The CRPA: California’s Second Take on Privacy Rights
Late last month the California Secretary of State certified the signatures required to put the California Privacy Rights Act (“CPRA”), or CCPA 2.0 as it has been alternatively dubbed, on the November ballot. The CPRA ballot initiative builds on the California Consumer Privacy Act (“CCPA”) that went into effect January 1 of this year and is intended to provide additional individual privacy rights and to eventually consolidate enforcement of the law into a single agency. Some of the more notably aspects of the CPRA include:
- Scope of Applicability of the CCPA. The definition of a “business” has been modified to both narrow and also expand those business that must comply with the privacy law. Specifically, one prong of applicability is now narrowed to require that a business must buy, sell, or share the information of 100,00, rather than 50,000, California residents. Alternatively, the scope is expanded by clarifying how commonly controlled organizations are brought within the scope of the CCPA by expounding upon the definition of common branding. The sharing of information from a CCPA covered business to a commonly controlled and commonly branded company, brings the latter under purview of the CCPA, where common branding means the use of trademarks or service marks in a manner that the average consumer would believe the businesses are commonly owned.

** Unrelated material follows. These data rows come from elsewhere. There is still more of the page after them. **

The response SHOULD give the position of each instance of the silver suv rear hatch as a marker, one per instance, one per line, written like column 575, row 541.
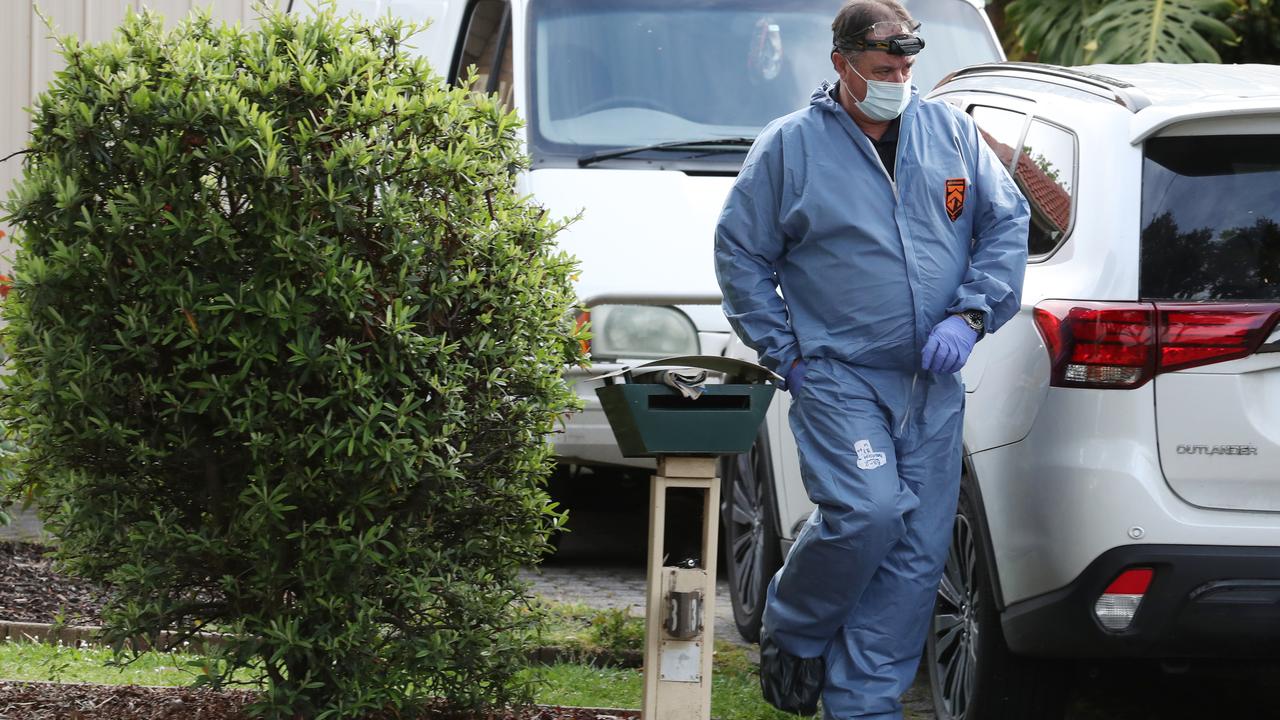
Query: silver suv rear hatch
column 1211, row 264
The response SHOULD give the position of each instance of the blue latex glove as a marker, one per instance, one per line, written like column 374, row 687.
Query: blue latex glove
column 949, row 346
column 795, row 378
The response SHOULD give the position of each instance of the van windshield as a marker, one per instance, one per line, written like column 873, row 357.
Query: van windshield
column 1211, row 218
column 626, row 73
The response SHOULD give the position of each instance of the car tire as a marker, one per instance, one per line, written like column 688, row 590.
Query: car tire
column 752, row 547
column 972, row 671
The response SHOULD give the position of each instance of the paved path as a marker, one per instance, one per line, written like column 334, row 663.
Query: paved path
column 618, row 587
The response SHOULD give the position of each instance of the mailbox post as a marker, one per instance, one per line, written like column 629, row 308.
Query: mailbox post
column 686, row 424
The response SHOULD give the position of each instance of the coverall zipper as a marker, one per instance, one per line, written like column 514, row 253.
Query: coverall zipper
column 892, row 185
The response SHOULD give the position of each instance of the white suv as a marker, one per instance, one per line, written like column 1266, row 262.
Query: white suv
column 1121, row 492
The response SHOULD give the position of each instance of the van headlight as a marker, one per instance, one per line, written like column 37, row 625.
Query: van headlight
column 640, row 332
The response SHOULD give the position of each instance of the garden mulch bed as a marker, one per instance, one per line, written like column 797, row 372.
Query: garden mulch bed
column 31, row 591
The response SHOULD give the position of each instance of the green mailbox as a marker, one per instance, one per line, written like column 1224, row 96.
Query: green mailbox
column 662, row 408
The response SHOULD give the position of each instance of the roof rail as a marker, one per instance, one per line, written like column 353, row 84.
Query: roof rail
column 1116, row 90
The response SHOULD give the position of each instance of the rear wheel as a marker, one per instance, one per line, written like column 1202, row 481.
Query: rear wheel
column 752, row 550
column 972, row 671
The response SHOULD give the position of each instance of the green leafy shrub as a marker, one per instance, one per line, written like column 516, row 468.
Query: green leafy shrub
column 287, row 349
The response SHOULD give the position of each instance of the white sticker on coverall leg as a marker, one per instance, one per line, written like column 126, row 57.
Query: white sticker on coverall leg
column 867, row 458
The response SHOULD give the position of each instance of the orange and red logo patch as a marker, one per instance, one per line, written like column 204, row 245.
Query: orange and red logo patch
column 955, row 197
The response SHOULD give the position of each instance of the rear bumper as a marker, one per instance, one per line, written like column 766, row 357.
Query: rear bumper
column 1203, row 601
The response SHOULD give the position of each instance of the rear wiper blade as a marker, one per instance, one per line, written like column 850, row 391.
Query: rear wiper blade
column 672, row 145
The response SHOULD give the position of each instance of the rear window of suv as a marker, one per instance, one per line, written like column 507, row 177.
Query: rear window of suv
column 1211, row 218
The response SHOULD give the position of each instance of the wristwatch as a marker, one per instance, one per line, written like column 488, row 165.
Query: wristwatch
column 974, row 319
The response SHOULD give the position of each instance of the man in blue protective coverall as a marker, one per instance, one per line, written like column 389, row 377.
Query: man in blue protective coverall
column 897, row 240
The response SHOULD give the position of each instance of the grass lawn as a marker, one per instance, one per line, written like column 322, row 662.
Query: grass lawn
column 735, row 691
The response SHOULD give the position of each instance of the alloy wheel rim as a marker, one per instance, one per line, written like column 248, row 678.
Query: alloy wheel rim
column 955, row 624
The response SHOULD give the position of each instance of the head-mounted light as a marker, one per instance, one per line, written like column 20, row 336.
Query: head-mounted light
column 895, row 37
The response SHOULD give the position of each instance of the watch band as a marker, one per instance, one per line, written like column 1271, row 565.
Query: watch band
column 976, row 320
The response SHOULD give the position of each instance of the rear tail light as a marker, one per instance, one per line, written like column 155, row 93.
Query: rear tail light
column 1119, row 602
column 1198, row 335
column 1123, row 345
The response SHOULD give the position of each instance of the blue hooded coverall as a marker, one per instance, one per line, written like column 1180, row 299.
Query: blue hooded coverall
column 867, row 268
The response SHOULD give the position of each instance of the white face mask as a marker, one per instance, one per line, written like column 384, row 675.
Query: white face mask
column 885, row 100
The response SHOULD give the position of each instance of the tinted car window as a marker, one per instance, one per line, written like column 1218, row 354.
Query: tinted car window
column 635, row 72
column 488, row 48
column 1211, row 218
column 1001, row 130
column 1046, row 174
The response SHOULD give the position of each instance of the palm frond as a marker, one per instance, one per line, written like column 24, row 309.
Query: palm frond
column 1055, row 31
column 1160, row 31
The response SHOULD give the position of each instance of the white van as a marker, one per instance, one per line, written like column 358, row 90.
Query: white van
column 638, row 115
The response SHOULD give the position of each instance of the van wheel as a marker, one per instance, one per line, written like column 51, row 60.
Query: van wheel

- Expansion of Individual Rights.
- Similar to the European Union’s General Data Protection Regulation (“GDPR”), the CPRA provides for an additional category of personal information, namely sensitive information. Sensitive information is an expansive subset of personal information and includes specific identification or financial account numbers, genetic information, and the processing of biometric information for identification of an individual, among others. Sensitive information is subject to additional protections where business must provide detailed notice to consumers regarding how the sensitive information is used and their right to limit such use, as well as requiring businesses to restrict how their service providers use the sensitive information.
- Also similar to the GDPR, the CPRA provides for a data minimization principle where the collection, use, and retention of personal information shall only be as “reasonably necessary and proportionate to achieve the purposes” that the personal information was collected for or disclosed to the individual.
- The CPRA establishes a new administrative agency to be known as the California Privacy Protection Agency, which will be vested with full administrative power, authority, and jurisdiction to implement and enforce the CCPA. The agency would have rule making authority, as well as a directive to promote awareness of and provide guidance to consumers regarding their privacy rights.
If passed, the CPRA would take effect on January 1, 2023, and will apply to all information collected by businesses on or after January 1, 2022. Unlike the CCPA, if the CPRA is adopted by voters in November it can only be amended by the California legislature through normal processes if the amendments are “consistent with and further the purposes” of the CPRA. We will continue to update you with the progress of the CPRA.